|Stocker (ctr), Matthew|
|YAKIREVICH, ALEXANDER - Ben Gurion University Of Negev|
|GUBER, ANDREY - Michigan State University|
|MARTINEZ, GONZALO - Universidad De Cordoba|
|BLAUSTEIN, RYANN - University Of Florida|
|WHELAN, GENE - Us Environmental Protection Agency (EPA)|
|Goodrich, David - Dave|
Submitted to: Water, Air, and Soil Pollution
Publication Type: Peer Reviewed Journal
Publication Acceptance Date: 4/18/2018
Publication Date: 5/24/2018
Citation: Stocker, M.D., Yakirevich, A., Guber, A., Martinez, G., Blaustein, R., Whelan, G., Shelton, D.R., Pachepsky, Y.A., Goodrich, D.C. 2018. Functional evaluation of three manure-borne indicator bacteria release models with multiyear field experiment data. Water, Air, and Soil Pollution. 229:181. https://doi.org/10.1007/s11270-018-3807-0.
Interpretive Summary: Transport of manure-borne microorganisms from manured fields and pastures to freshwater sources has to be assessed in order to assess the risks of microbial contamination of irrigation and recreation water sources. The assessment can be done with the existing USDA-ARS overland flow and transport computer model KINEROS2/STWIR. The KINEROS2/STWIR allows for the inclusion of a module to simulate gradual release of manure-borne microbes under rainfall and irrigation. Several modules have been proposed to simulate such release, however their performance at the field scale is currently unknown. We evaluated three of the most popular release modules based on their performance using KINEROS2/STWIR. Experimental data were collected for six consecutive years during simulated rainfall after bovine manure spreading at the USDA-ARS OPE3 field site in Beltsville MD. We found that the Bradford-Schijven and Vadas-Kleinman-Sharpley release models had definite advantages over the exponential release model. Results of this work can be beneficial for environmental microbial safety modeling and risk assessment in that they provide guidance on the selection of release modules for field-scale manure-borne microorganism transport simulations.

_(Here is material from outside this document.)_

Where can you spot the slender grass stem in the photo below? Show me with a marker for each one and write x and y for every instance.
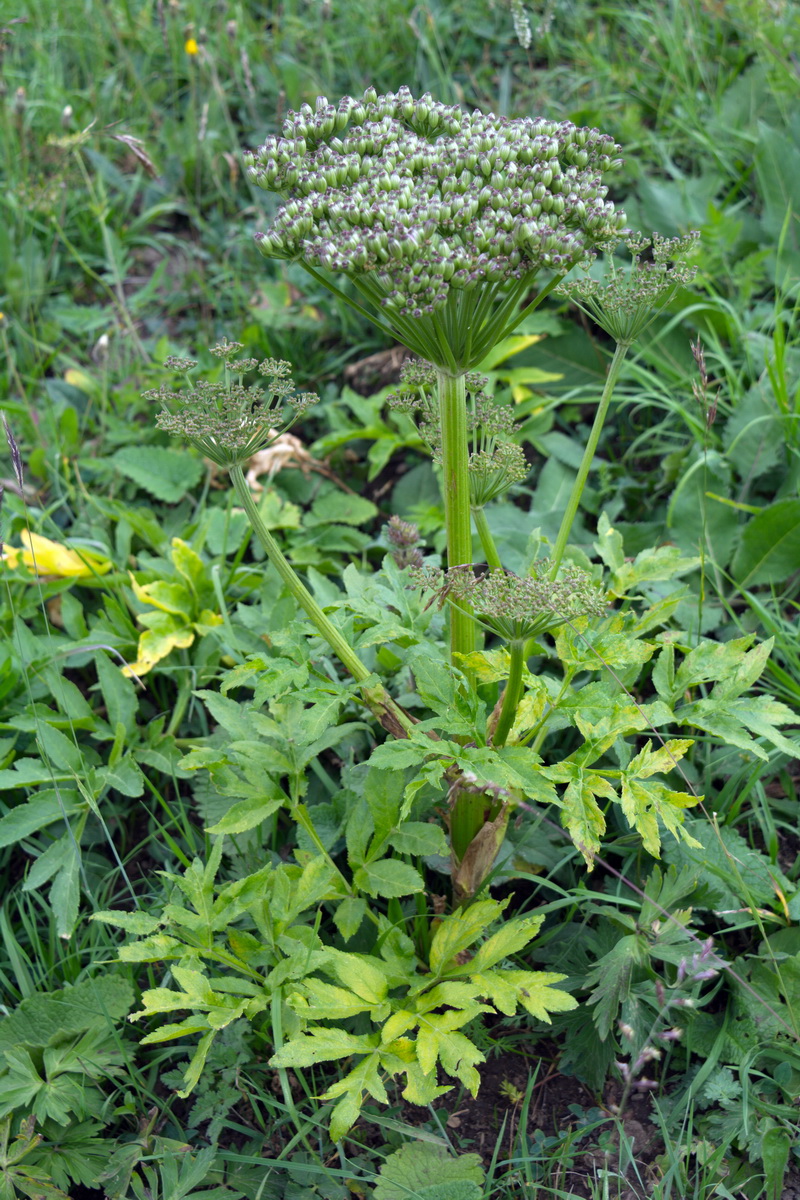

Technical Abstract: Modeling the fate and transport of Escherichia coli is of substantial interest because of how this organism serves as an indicator of fecal contamination in microbial water quality assessment. The efficacy of models used to assess the export of E. coli from agricultural fields is dependent, in part, on submodels they utilize to simulate E. coli release from land-applied manure. Although several release submodels have been proposed, they have only been evaluated and compared to data from laboratory or small plot E. coli release experiments. Our objective was to evaluate and compare performances of three manure-borne bacteria release submodels at field scale: exponential release (EM), two-parametric Bradford and Schijven (B-S), and two-parametric Vadas-Kleinman-Sharpley (VKS); each was independently incorporated and tested as a submodel within the export model,KINEROS2/STWIR, using E. coli. Dairy manure was uniformly applied via surface broadcasting once a year for six consecutive years on the OPE3 field site at the Beltsville Agricultural Research Center. Two irrigation events followed each application: the first immediately followed the initial application and the second occurred one week later. Manure and soil samples were collected pre- and post-irrigation, respectively, and manure, soil, and edge-of-field runoff samples were analyzed for E. coli. Model performance was evaluated with the Akaike criterion, R2 and RMSE values. The exported percentage of manure-borne E. coli varied from0.1% to 10% in most cases, generally reflecting the lag time between initiation of irrigation and edge-of-field runoff due to infiltration, interflow, and surface storage. The export model performed better when using the VKS submodel which was preferred in 55% of cases. The B-S and EM submodels were preferred in 27 % and 18 % of cases, respectively. Results from this work show that each submodel was suitable in simulating E. coli removal; however two-parametric submodels were ultimately preferred over the single parameter submodel.